Per attraversare una strada, alza la borsa e la fa ricadere sul marciapiede successivo, dopo qualche passo affrettato su di un asfalto sciolto e colloso. Il dolore dal piede sinistro si è propagato a tutta la gamba, forse perché cammina storto, o forse per via di quella borsa che lo tira tutto sulla destra.

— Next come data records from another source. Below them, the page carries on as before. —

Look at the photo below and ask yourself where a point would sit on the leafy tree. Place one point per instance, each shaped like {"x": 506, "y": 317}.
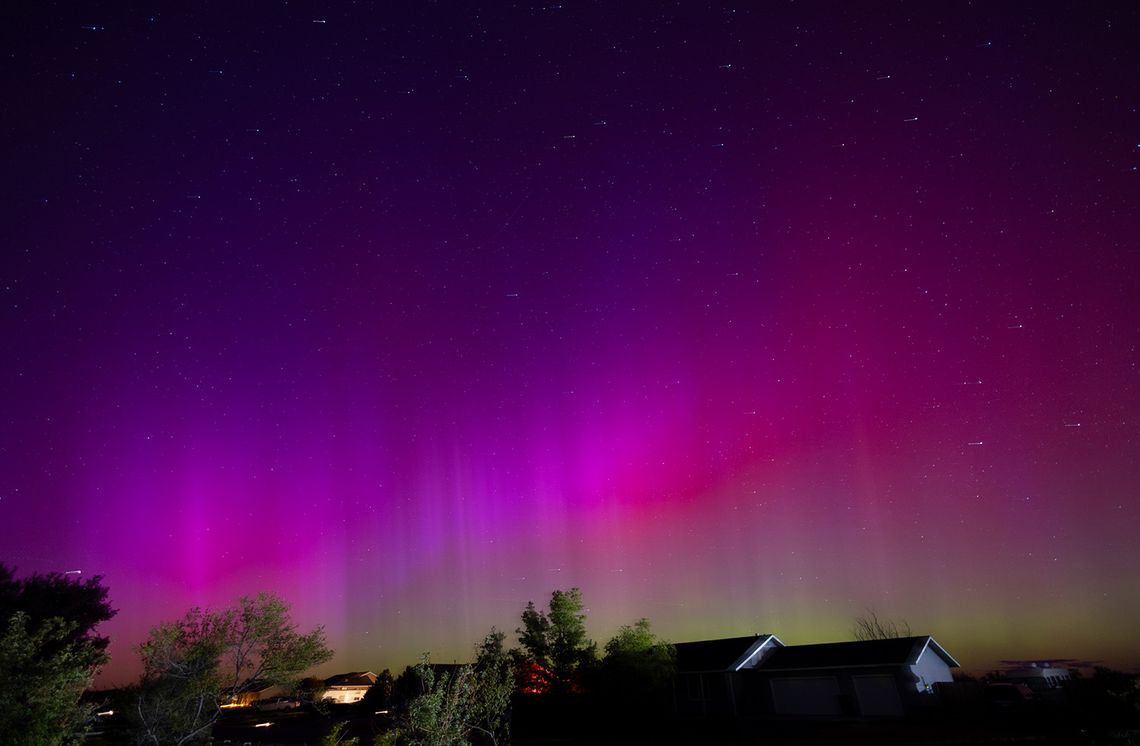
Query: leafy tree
{"x": 455, "y": 705}
{"x": 869, "y": 626}
{"x": 556, "y": 641}
{"x": 380, "y": 695}
{"x": 49, "y": 655}
{"x": 490, "y": 708}
{"x": 192, "y": 666}
{"x": 636, "y": 671}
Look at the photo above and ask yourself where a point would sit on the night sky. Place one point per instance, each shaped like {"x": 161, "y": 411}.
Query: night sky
{"x": 743, "y": 318}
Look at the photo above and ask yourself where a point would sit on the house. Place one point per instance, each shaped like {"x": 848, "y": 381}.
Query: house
{"x": 347, "y": 688}
{"x": 709, "y": 673}
{"x": 252, "y": 691}
{"x": 864, "y": 679}
{"x": 1039, "y": 675}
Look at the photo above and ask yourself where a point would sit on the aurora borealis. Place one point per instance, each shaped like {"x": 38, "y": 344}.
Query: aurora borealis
{"x": 743, "y": 318}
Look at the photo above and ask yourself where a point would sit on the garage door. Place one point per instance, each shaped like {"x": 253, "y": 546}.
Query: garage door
{"x": 878, "y": 696}
{"x": 806, "y": 696}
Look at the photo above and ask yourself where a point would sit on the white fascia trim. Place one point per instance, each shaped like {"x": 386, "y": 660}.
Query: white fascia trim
{"x": 751, "y": 655}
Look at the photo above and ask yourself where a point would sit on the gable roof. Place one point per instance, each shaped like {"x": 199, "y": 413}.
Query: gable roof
{"x": 730, "y": 654}
{"x": 352, "y": 679}
{"x": 895, "y": 651}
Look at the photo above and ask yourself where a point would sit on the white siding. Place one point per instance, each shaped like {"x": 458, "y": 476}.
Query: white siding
{"x": 930, "y": 669}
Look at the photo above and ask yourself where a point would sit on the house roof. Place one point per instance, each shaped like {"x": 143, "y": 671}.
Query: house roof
{"x": 730, "y": 654}
{"x": 896, "y": 651}
{"x": 352, "y": 679}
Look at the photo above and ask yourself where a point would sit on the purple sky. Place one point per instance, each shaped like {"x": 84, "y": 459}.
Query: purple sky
{"x": 741, "y": 318}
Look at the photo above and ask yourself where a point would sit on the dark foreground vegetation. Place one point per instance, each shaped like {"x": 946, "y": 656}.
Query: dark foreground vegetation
{"x": 555, "y": 687}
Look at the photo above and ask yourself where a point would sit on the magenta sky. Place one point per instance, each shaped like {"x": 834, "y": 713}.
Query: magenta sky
{"x": 739, "y": 318}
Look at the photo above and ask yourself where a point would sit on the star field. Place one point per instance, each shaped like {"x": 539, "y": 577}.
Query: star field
{"x": 744, "y": 318}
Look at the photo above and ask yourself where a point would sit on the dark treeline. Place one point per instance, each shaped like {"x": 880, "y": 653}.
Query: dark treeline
{"x": 555, "y": 682}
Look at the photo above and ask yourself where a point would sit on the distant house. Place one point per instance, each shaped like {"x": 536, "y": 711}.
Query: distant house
{"x": 347, "y": 688}
{"x": 1039, "y": 676}
{"x": 864, "y": 679}
{"x": 252, "y": 691}
{"x": 710, "y": 673}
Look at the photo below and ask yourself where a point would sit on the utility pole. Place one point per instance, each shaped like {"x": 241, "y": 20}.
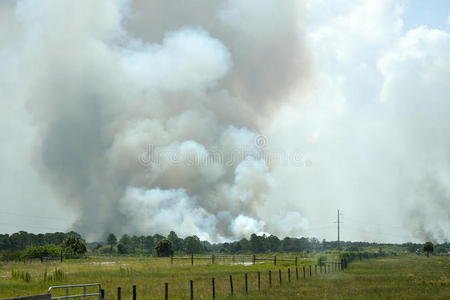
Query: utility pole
{"x": 339, "y": 222}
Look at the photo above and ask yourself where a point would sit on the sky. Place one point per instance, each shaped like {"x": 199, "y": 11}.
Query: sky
{"x": 364, "y": 126}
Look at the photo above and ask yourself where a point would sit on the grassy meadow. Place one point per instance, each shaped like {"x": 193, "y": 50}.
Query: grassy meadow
{"x": 396, "y": 277}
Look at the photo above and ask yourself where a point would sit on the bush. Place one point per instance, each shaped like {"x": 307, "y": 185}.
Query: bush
{"x": 42, "y": 251}
{"x": 74, "y": 244}
{"x": 21, "y": 275}
{"x": 322, "y": 259}
{"x": 164, "y": 248}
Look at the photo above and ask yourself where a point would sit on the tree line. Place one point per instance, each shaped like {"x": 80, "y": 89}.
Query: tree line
{"x": 42, "y": 244}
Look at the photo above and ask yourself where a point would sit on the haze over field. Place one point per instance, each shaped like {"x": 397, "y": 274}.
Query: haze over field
{"x": 224, "y": 118}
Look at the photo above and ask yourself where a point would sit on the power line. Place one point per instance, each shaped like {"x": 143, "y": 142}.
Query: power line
{"x": 339, "y": 222}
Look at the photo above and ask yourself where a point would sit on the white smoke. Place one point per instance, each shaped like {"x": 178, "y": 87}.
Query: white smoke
{"x": 151, "y": 116}
{"x": 149, "y": 125}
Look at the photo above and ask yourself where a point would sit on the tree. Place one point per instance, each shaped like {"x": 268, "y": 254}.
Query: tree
{"x": 164, "y": 248}
{"x": 256, "y": 243}
{"x": 428, "y": 247}
{"x": 111, "y": 240}
{"x": 177, "y": 243}
{"x": 124, "y": 244}
{"x": 74, "y": 244}
{"x": 192, "y": 244}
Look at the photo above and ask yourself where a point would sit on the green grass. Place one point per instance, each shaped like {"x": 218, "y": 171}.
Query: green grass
{"x": 399, "y": 277}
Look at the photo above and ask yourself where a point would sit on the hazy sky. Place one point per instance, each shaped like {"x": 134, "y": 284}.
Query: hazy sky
{"x": 370, "y": 121}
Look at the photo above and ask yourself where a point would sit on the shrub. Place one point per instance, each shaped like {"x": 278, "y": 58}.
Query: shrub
{"x": 42, "y": 251}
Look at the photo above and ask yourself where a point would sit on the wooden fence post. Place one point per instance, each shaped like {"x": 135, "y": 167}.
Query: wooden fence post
{"x": 246, "y": 284}
{"x": 166, "y": 291}
{"x": 270, "y": 278}
{"x": 214, "y": 288}
{"x": 231, "y": 285}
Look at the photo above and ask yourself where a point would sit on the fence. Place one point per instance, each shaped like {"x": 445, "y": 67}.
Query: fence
{"x": 268, "y": 277}
{"x": 233, "y": 259}
{"x": 100, "y": 293}
{"x": 286, "y": 274}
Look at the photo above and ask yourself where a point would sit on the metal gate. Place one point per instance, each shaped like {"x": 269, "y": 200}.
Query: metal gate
{"x": 76, "y": 286}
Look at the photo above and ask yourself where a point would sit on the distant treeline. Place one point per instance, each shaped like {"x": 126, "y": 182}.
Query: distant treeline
{"x": 192, "y": 244}
{"x": 22, "y": 240}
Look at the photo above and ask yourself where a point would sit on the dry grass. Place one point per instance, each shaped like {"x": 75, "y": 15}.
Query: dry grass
{"x": 405, "y": 277}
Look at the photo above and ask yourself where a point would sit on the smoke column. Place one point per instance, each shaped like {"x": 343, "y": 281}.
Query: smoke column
{"x": 225, "y": 118}
{"x": 149, "y": 112}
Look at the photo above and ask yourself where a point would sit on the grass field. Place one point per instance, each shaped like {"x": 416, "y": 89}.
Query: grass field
{"x": 398, "y": 277}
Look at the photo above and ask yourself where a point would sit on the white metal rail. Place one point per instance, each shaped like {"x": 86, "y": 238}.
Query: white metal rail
{"x": 84, "y": 286}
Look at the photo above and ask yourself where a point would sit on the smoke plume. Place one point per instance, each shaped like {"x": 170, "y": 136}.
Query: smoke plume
{"x": 149, "y": 112}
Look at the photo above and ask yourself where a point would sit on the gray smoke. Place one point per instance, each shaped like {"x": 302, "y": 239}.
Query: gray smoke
{"x": 149, "y": 112}
{"x": 151, "y": 116}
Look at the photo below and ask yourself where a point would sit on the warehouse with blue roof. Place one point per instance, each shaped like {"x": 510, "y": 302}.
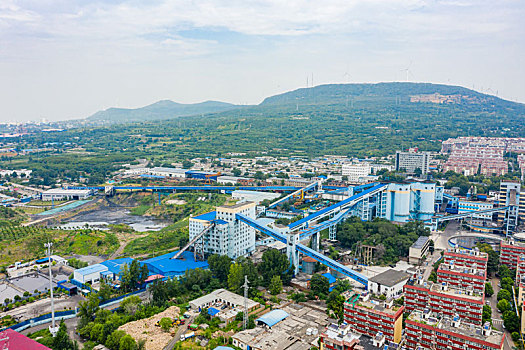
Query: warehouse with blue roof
{"x": 166, "y": 266}
{"x": 272, "y": 318}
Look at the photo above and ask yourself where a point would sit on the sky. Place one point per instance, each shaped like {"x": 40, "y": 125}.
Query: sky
{"x": 65, "y": 59}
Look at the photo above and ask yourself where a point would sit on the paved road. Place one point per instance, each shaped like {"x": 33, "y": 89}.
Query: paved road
{"x": 497, "y": 320}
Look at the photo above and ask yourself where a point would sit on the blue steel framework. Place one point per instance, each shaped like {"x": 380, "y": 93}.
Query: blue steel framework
{"x": 294, "y": 248}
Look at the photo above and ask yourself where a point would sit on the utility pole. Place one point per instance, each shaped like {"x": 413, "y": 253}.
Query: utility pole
{"x": 245, "y": 316}
{"x": 53, "y": 328}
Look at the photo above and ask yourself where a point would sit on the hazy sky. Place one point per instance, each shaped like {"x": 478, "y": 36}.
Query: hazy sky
{"x": 62, "y": 59}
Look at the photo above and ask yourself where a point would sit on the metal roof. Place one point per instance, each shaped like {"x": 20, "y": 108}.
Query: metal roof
{"x": 115, "y": 265}
{"x": 273, "y": 317}
{"x": 206, "y": 216}
{"x": 390, "y": 277}
{"x": 420, "y": 242}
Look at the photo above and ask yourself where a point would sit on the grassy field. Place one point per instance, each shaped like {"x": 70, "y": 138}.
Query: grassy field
{"x": 25, "y": 243}
{"x": 175, "y": 235}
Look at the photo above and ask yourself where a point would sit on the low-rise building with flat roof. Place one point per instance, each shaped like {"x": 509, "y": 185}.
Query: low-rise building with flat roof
{"x": 419, "y": 250}
{"x": 222, "y": 296}
{"x": 389, "y": 283}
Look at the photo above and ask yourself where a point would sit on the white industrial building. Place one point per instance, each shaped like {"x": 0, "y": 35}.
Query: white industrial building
{"x": 89, "y": 274}
{"x": 389, "y": 283}
{"x": 354, "y": 172}
{"x": 254, "y": 196}
{"x": 222, "y": 296}
{"x": 471, "y": 206}
{"x": 228, "y": 236}
{"x": 418, "y": 250}
{"x": 412, "y": 160}
{"x": 225, "y": 180}
{"x": 65, "y": 194}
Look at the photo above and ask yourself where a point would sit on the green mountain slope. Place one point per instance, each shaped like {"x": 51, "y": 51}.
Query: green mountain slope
{"x": 160, "y": 110}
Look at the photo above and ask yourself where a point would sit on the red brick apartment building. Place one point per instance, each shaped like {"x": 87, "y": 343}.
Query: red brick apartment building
{"x": 440, "y": 298}
{"x": 427, "y": 330}
{"x": 370, "y": 316}
{"x": 509, "y": 253}
{"x": 461, "y": 277}
{"x": 466, "y": 258}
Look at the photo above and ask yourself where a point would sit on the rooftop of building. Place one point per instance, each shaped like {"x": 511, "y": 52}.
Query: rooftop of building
{"x": 370, "y": 302}
{"x": 467, "y": 293}
{"x": 462, "y": 269}
{"x": 237, "y": 205}
{"x": 467, "y": 252}
{"x": 206, "y": 216}
{"x": 420, "y": 242}
{"x": 225, "y": 295}
{"x": 10, "y": 339}
{"x": 464, "y": 329}
{"x": 390, "y": 277}
{"x": 168, "y": 266}
{"x": 115, "y": 265}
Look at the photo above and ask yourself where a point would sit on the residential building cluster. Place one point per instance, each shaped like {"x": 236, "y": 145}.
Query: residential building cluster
{"x": 470, "y": 155}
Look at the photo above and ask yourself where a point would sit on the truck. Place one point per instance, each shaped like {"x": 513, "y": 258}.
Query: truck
{"x": 187, "y": 336}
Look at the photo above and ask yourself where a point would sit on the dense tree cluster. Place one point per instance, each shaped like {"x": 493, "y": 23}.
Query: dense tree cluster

Quando svolta in una strada più grande ma altrettanto vuota, riconosce le file di insegne a led delle sale slot, le scritte OPEN blu e rosse che punteggiano la notte. Davanti a una di esse, un uomo è disteso lungo tutto il marciapiede, avvolto in stracci lerci e consumati. È costretto ad alzare le gambe e soprattutto la borsa per superarlo. Scavalca il corpo senza guardarlo in faccia, anche se non può evitare di distinguere i piedi scuri e gonfi, deformi.
Suda per la fatica e non solo per l’aria sempre più densa che lo circonda. Fa troppo caldo per il suo vestito, ma se si togliesse la giacca non saprebbe dove metterla. Lascia cadere la borsa che sembra sul punto di esplodere. Colpisce il marciapiede con un suono umidiccio e rimane lì davanti, impassibile. Sospira, la supera e si volta. La afferra con entrambe le mani e inizia a trascinarla sul marciapiede, procedendo di spalle.
I lampioni illuminano lo sforzo sul suo viso, i capelli che gli si appiccicano sulla fronte, i vestiti che lo avvolgono in un bozzolo di pieghe sintetiche e strati di sudore. Spinge sui talloni, tira con le spalle, le dita contratte attorno all’impugnatura della borsa, fino a che non gli cedono all’improvviso, per il dolore e la fatica.
Cade all’indietro, sorpreso più che sofferente per l’impatto con la superficie irregolare del marciapiede. Solo dopo qualche istante sente una fitta allargarsi nel cranio fino alle pieghe del cervello. Chiude gli occhi, sfinito, e rimane immobile, disteso a terra, la borsa ai suoi piedi.
Li riapre giusto in tempo per vedere un lungo artiglio peloso uscire dall’apertura laterale della valigetta.